Besides, when she served the chicken casserole the neighbor dropped off for their dinner, he picked at it. The recipe was probably straight off the label of a can of cream soup, and Keith—who works for the department of animal and food sciences at the university—isn’t big on packaged foods as ingredients for anything.
She’d bet anything that he has his car keys in his pocket. He was probably going to sneak out of the house like a wayward teenager, probably thinking he could rendezvous with . . . whoever . . . and be back at dawn.
Sorry, pal, she thinks, watching him crunch into the apple. Guess I foiled your plan.
At last Landry hears the garage door going up.
Rob is home, thank goodness. He might not understand about Meredith, but he’ll listen patiently, and he’ll care. Or at least pretend to.
“Which one is she?” he’ll ask, never able to tell her online friends apart when she talks about them.
If Landry explains, “She’s the older woman who lives in Ohio,” or “She’s the one who writes the Pink Stinks blog,” he’ll murmur as if he knows who she means, but he won’t. He’ll be sympathetic, though he won’t understand how the loss of a woman she’s never met can hit so hard.
That’s how he reacted in January, when Nell died.
She, too, was a blogger. She lived in England.
“Whoa Nellie died today,” Landry told Rob when he walked in the door that night.
Concern immediately etched his face. “Who?”
“My friend Nell. Whoa Nellie. That’s the name of her blog.”
The concern dissipated and she could see the wheels turning: No one I know. No one in real life.
Landry can hear him in the kitchen, going through his nightly ritual: electronic beeping as he sets the alarm on the panel beside the door, water running as he washes his hands at the sink, the fridge door opening and closing as he grabs a bottle of water, footsteps creaking the wide old floorboards as he makes his way through the dining room, calling, “Anybody home?”
“In here.”
He walks into the living room. Tanned, lean, and handsome, he’s wearing khakis and a golf shirt, carrying his briefcase and a garment bag containing the suit he’d worn to work this morning.
“What’s going on?” he asks, setting the bags on a chair and walking over to her lamplit reading nook. “Where are the kids?”
“Tucker’s playing video games at Jake’s.

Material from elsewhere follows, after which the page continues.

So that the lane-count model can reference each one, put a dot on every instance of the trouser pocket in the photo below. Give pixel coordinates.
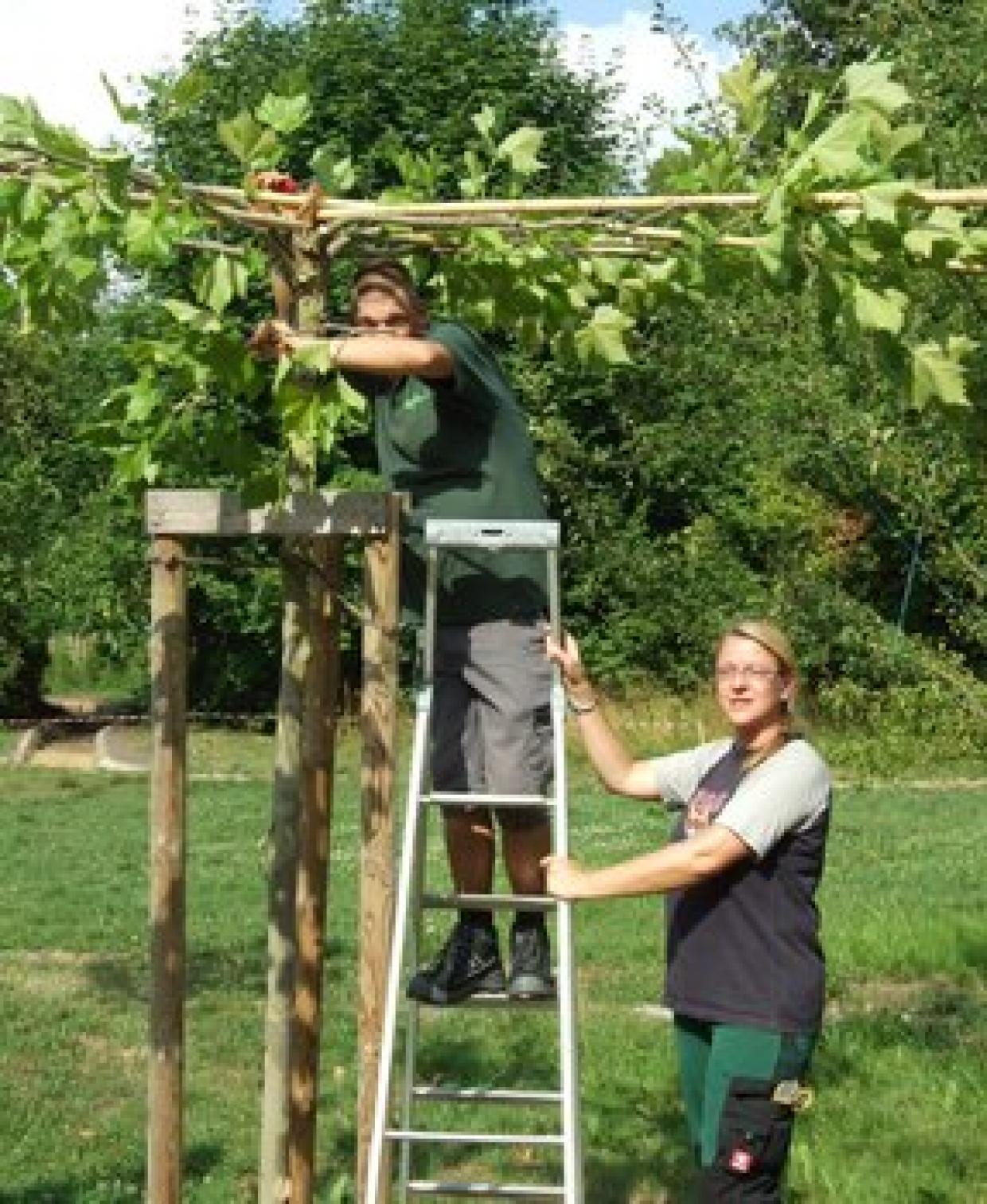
(755, 1137)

Addie’s at a movie with her friends. She’s going to pick him up at ten and drive him home.”
“So you’re here all by your lonesome?” He perches on the arm of her chair and kisses the top of her head. “Why are all the shutters closed?”
She follows his gaze to the wall of windows facing the bay. Ordinarily, they don’t bother to draw the plantation shutters at night. The boardwalk is sparsely traveled after dark, and though anyone out there would ostensibly have a clear view into the house, it’s not, typically, a troubling thought.
Tonight is not typical.
“I just . . . I didn’t want to sit here thinking that anyone could see in,” she admits to Rob.
“You feeling okay?”
“Not really.”
Feeling him stiffen, she reads his mind, quickly saying, “No, not that. Physically, I’m fine.”